First off, let me be clear: I am no lawyer. I can’t and won’t give legal advice. My understanding of work-for-hire (also called “work made for hire”) follows the guidelines of US Copyright law: the creator of a work holds the copyright of that work unless it is “made for hire.” If a work is “made for hire,” then the employer holds the copyright to it. You can refer to Circular 09 Work-Made-For-Hire Under the 1976 Copyright Act for more information on this matter. Circular 9 is a valuable resource.
This is usually the farthest a client gets. It makes sense, it’s clear, its concise, but there’s more to it than that.
Calling it Work For Hire Doesn’t Make it Work for Hire
Most clients simply want me to put “Work for Hire” somewhere on the contract. The idea is they want to retain exclusive copyright to the work. That’s the idea, anyway. In reality, calling something “work made for hire” doesn’t make it “work for hire.” Also, as the creator of the work, I retain the copyright to the work or works in question. I’m happy to provide a license to the work, but I do not give up copyright without adequate compensation or consideration.
Now, we get to the next part of the argument: I try to be gentle with this, but people don’t understand copyright law that well and usually think it is the artist who doesn’t understand. It is a complicated part of US law, too, so I completely understand the confusion, but I have a good understanding of my intellectual property rights under US law:
Definition of Work for Hire under US Copyright Law:
A work for hire agreement applies if the client specifically hired or commissioned the work or if the work was commissioned by the client for a collective work, a film/video, a translation, a supplementary work (to another author’s work, such as a foreword, chart, or table), a compilation, instructional text, test, or atlas or the contract with the client explicitly states that your work is a “work made for hire.”
It all sounds very simple, but there’s another layer to it and I’m skipping over loads of “yeah, buts…” Basically, if a client holds the copyright, I lose all rights to it. That includes use of the work for promotional purposes and limitations to where the work can (or cannot) be used. Why is that important? If I can’t claim I created the work, I can’t include it in a portfolio. Also, if the client retains all rights, I have no control over what is done with the artwork after I’m done with it. For example, if the client wants me to make something for them for, say, a brochure, I have no control if the work is later used in a video, website, etc.
What to do instead?
In some cases, the client may need the rights to the work. A good example is for trademarking. In this case and in most cases, I license and/or assign specific, exclusive rights to the client for a specific use, set specific fees and guidelines for its use, provide rights for a specific time frame, assign all rights for higher compensation, etc. In all cases, I will retain ownership of the copyright.
The client won’t budge, it must be work for hire, now what?
Two options: 1) Charge more for the work to compensate me for any and all future use of the work (often many times more than the original quote) and 2) thank the client for their time, apologize to them, and calmly, politely, refuse their business.
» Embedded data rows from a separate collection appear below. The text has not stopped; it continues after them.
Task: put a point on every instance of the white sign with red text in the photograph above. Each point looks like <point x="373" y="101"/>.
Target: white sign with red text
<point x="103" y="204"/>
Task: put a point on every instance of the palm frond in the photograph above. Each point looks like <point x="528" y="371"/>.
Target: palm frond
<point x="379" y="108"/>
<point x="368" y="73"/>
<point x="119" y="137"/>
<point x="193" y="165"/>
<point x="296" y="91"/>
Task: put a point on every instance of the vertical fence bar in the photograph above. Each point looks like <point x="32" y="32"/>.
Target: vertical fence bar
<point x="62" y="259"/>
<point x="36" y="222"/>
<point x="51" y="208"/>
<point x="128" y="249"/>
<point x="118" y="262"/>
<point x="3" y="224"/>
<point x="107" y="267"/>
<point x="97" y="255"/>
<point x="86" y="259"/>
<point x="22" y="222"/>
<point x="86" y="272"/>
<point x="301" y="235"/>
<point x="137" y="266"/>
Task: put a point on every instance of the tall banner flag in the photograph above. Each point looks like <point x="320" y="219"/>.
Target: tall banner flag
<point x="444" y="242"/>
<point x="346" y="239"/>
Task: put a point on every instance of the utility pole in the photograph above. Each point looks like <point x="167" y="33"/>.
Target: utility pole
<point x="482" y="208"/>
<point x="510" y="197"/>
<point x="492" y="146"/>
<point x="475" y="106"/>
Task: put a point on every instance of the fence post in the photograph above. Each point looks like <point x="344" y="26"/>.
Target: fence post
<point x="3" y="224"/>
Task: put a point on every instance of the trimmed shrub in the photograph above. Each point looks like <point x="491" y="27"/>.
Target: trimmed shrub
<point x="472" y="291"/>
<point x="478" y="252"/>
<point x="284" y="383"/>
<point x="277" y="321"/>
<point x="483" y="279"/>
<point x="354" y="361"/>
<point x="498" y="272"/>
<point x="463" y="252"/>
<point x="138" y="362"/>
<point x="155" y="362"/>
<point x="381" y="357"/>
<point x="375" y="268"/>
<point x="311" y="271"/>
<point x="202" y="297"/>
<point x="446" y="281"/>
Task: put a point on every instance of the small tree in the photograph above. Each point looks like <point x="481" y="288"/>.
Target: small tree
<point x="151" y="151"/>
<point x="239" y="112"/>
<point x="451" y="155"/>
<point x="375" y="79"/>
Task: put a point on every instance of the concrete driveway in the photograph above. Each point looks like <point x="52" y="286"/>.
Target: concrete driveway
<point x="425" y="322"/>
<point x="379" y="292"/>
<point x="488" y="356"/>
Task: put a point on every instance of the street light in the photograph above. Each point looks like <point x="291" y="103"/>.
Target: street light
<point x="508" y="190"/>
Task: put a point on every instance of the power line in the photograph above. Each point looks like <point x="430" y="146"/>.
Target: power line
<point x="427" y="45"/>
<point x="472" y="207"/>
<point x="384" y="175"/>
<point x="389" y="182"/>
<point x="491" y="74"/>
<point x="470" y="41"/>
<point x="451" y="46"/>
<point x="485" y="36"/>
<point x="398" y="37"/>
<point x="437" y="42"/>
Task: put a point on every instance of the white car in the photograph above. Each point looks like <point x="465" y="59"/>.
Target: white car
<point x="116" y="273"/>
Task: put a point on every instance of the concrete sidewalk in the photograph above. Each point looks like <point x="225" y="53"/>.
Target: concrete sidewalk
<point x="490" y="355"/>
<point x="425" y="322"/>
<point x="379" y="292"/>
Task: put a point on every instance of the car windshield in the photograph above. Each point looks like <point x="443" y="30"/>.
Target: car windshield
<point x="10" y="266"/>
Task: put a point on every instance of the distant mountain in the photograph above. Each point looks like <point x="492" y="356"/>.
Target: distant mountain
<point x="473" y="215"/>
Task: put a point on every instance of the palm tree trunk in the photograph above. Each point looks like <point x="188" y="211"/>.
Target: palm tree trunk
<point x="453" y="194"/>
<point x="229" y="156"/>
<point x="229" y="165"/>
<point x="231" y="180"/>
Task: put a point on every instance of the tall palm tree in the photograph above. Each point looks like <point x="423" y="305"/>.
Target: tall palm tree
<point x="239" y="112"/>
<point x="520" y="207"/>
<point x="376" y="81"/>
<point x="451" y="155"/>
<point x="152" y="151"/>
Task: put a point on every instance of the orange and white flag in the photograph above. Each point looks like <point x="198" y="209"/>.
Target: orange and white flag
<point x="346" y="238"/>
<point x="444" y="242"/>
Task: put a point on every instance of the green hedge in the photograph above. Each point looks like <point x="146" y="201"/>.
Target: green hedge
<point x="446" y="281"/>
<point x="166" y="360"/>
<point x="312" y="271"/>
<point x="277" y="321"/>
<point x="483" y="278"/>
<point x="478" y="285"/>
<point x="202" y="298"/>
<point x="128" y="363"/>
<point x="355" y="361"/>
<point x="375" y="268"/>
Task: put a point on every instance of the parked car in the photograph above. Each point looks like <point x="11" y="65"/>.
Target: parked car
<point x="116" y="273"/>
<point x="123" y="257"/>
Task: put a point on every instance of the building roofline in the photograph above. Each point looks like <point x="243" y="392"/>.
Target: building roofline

Nobody wants to turn business away, but if the client won’t budge and I won’t budge, then there can be no arrangement or business and it’s better to part ways amicably rather than argue or fight. I hate burning bridges and most clients will respect your rights. I’ve even had people come back and agree to the terms for the original quote.
Why?
We are no longer in the Industrial Age. We are in the Information Age (also: Electronic Age, Computer Age, Digital Age, et al.). This means our economies are driven more by information than by physical “things.” In the industrial age, you could obtain a specific piece of equipment and use that equipment to produce products or services in exchange for money. The knowledge of how to operate the equipment and obtain supplies and materials was limited by geography, prior knowledge, known business practices, and keepers of knowledge such as unions and guilds.
In the current age, the information itself has value while the physical equipment does not. Now, intellectual property is more valuable. Intellectual property includes concepts like trade practices (the unique practices a business uses to gain a competitive edge), copyrights, patents, and trademarks. There will be others as time and technology leap forward, I’m sure.
Understand: the equipment still has value, but the equipment can be duplicated easily since the technology has improved to the point that we can simply make the parts used to make the machines. The machines can even self-replicate. If you have the plans for a machine, you can sell the rights to these plans versus selling the machine itself. “Things” are not as valuable as the plans to build the things. We have the technology now to make 3D printers and CAD/CAM machines (and others) which can be used to create an item from plans (rather than from only one manufacturer). Furthermore, most of the stops to obtaining the information for making something are well within the public realm via the Internet.
I deal primarily with copyrights. Copyright law allows the creator exclusive rights to a work for the life of the author and for some time after that (in the US anyway). Giving up those rights is not a good option for my business. I know this may seem a little harsh, but I need to respect my own business and that of my clients. I can’t do that by giving away my best source of income: intellectual property.